Image: Larian Studios
What’s different from Original Sin 2?
The infusion of the D&D franchise into the Original Sin model is evident in a handful of ways, none of which result in massive gameplay changes.
A sword in Divinity might be listed as dealing 12-18 damage. In Baldur’s Gate 3, that same sword would be listed as, let’s say, 2d6 damage. (That’s D&D-speak for the number you’d get after rolling two six-sided dice.) The result is the same; it’s just presented somewhat differently.
There are other moments in Baldur’s Gate 3 that make the connections to D&D far more explicit, and they offer the largest departures from the Divinity games. Rolling dice is a major element in Baldur’s Gate 3. In Original Sin 2, let’s say you wanted to convince a goblin guard to let you through a gate. All you’d need was the requisite level in your Persuasion skill. The guard requires 4 Persuasion points, and if you have that, congrats, you’ve convinced him!
In Baldur’s Gate 3, you can have a high Persuasion skill, but you’ll still need to roll a 20-sided die to determine whether you’re successful. The higher your skill, the lower the required number on the die. If you’re really charismatic, maybe you’d only need to roll a 3 or higher. The screen will literally show the die as it spins, informing you of your fate, just as it would in a tabletop D&D game.
Sometimes these dice rolls happen passively. A die icon will appear above characters to see if their Perception skill is high enough to notice a poison trap on the ground. Baldur’s Gate 3 will inform you that you’ve failed the check (just as a dungeon master would), but you won’t know what you’re failing to spot or where it happens to be.

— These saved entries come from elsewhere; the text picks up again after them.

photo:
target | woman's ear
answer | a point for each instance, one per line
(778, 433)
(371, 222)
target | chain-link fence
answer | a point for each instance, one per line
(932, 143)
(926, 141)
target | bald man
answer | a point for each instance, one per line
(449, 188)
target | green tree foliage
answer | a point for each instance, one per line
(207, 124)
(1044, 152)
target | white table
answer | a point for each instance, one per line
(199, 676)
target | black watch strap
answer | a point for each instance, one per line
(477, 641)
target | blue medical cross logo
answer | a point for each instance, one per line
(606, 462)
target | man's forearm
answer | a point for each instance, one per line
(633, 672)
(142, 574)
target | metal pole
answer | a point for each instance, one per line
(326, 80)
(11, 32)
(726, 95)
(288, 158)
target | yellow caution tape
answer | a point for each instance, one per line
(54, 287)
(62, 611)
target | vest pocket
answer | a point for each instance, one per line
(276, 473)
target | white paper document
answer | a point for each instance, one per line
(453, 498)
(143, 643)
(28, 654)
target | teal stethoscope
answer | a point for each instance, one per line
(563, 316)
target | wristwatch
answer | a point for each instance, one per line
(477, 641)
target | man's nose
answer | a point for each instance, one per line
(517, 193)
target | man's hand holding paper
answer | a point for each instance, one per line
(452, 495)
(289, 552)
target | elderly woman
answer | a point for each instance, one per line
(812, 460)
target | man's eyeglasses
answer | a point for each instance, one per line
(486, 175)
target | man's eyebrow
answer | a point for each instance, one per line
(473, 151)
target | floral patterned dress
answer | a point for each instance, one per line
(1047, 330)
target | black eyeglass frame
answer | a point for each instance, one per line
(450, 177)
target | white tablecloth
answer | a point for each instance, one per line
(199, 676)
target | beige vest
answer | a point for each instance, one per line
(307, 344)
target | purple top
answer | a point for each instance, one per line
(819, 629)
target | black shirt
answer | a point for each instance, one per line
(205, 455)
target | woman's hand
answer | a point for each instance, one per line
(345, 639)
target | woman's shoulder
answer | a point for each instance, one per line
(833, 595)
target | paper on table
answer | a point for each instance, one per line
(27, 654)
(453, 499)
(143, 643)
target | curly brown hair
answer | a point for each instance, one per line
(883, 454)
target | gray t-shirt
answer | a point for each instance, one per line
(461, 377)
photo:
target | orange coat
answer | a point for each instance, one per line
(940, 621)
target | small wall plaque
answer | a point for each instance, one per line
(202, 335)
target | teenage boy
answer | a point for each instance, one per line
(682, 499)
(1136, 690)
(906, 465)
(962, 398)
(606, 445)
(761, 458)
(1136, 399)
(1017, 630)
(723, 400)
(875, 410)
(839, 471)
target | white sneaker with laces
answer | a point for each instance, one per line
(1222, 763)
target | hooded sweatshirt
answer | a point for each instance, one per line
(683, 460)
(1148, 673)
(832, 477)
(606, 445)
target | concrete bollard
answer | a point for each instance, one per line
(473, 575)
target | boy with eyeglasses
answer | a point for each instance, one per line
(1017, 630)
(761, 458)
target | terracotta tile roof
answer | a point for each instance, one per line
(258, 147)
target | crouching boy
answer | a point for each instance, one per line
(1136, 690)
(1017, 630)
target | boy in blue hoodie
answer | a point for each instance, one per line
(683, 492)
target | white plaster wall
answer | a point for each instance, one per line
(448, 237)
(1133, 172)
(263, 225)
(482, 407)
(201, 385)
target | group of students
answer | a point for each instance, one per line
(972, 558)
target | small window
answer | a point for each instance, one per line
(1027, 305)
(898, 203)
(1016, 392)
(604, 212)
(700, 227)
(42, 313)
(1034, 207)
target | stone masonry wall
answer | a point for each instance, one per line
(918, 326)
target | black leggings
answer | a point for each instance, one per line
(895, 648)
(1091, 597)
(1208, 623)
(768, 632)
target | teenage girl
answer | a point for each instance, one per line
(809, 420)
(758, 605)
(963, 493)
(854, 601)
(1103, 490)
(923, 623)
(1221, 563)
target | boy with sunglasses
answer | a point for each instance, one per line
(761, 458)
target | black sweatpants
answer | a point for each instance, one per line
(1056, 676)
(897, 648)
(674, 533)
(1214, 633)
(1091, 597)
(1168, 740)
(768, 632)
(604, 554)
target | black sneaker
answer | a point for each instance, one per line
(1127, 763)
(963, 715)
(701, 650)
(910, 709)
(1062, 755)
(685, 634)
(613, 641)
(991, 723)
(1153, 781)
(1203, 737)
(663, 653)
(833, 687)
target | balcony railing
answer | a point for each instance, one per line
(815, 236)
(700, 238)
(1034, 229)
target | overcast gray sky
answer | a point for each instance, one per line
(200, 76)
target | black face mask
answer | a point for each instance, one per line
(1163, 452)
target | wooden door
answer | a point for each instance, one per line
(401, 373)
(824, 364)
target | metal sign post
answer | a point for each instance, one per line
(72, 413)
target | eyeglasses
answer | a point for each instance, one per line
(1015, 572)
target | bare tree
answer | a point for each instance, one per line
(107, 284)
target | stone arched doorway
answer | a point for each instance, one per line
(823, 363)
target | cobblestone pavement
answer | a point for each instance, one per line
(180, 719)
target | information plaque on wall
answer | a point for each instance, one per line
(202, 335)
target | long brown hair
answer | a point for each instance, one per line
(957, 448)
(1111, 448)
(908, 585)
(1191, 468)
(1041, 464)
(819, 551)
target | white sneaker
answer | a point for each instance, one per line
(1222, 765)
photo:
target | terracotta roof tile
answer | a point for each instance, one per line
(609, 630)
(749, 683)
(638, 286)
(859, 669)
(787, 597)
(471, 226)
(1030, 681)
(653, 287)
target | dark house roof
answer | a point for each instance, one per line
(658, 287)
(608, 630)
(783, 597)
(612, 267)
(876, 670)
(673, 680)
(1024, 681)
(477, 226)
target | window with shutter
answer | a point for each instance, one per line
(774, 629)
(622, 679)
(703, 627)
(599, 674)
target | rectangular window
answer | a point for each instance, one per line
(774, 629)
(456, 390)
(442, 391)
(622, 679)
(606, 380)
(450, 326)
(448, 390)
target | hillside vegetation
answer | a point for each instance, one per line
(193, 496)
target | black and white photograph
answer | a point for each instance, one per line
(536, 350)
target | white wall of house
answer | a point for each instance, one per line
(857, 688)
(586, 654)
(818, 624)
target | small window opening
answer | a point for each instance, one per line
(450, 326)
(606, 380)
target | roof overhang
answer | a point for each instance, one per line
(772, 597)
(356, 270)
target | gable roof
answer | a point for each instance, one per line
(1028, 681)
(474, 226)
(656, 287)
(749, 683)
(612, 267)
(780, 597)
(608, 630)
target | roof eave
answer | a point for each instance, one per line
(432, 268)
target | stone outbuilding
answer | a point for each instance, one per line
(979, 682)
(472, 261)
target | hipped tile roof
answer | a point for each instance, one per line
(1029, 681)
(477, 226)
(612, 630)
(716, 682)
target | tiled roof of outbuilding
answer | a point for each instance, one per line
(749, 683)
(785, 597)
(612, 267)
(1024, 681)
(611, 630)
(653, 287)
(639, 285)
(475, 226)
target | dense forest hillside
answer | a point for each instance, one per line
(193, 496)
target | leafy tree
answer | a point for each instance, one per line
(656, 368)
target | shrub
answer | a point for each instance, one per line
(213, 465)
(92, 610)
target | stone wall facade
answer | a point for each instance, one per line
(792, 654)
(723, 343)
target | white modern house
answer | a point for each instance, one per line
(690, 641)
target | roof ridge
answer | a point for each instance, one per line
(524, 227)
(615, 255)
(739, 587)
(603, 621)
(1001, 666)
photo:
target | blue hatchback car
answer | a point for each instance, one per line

Which is to say: Step lightly.
Image: Larian Studios
Capturing the freedom of D&D
The magic of tabletop Dungeons & Dragons is just how flexible it is. Want your orcish Bard to try to pull a few cartwheels in the middle of a fight to call attention to herself? You can do that … so long as the dice roll is good enough.
Obviously, in a video game there’s no way to have that level of complete freedom — making up wacky abilities from pure imagination. But Larian’s engine does allow for far more flexibility than computer RPGs of yore. In one instance during the demo, the protagonist of the adventure (a morally questionable vampire spawn) found himself covered with oil in a room with fire arrows shooting in every direction. One wrong step meant a guaranteed fiery death.
Larian’s solution to this problem? The vampire cast a well-known D&D spell called Mage Hand that created a small, ghostly hand minion to hover around the room. The hand wasn’t much of a fighter, but it was able to pick up a nearby box and toss it within range of the vampire’s jump ability, providing a safe, oil-free perch from which to escape the trap.
Unfortunately, the vampire then failed a stability check, slipped off the box into the oil, and died, yes, a fiery death. But hey, noble attempt, right? There are probably a dozen other ways to solve this room and make it out alive, and Larian is letting players use their complete toolkit to get out of scraps in a variety of ways.
As for the many camps of obsessives, it’s hard to imagine any fan of either Divinity or D&D coming away from Baldur’s Gate 3 feeling unfulfilled. D&D’s mechanics are notoriously limitless, and they seem to bolt onto Larian Studios’ existing RPG systems with very little friction. Of course, getting all of these variables to work together into a stable game by the time Baldur’s Gate 3 launches is the real challenge — the demo we saw definitely still had some bugs to work out, which is expected in this stage of development. But if Larian can pull it off, it’ll be a real treat for everyone. Baldur’s Gate 3 is scheduled to be released on Windows PC via Steam Early Access sometime in 2020, and is also coming to Google Stadia.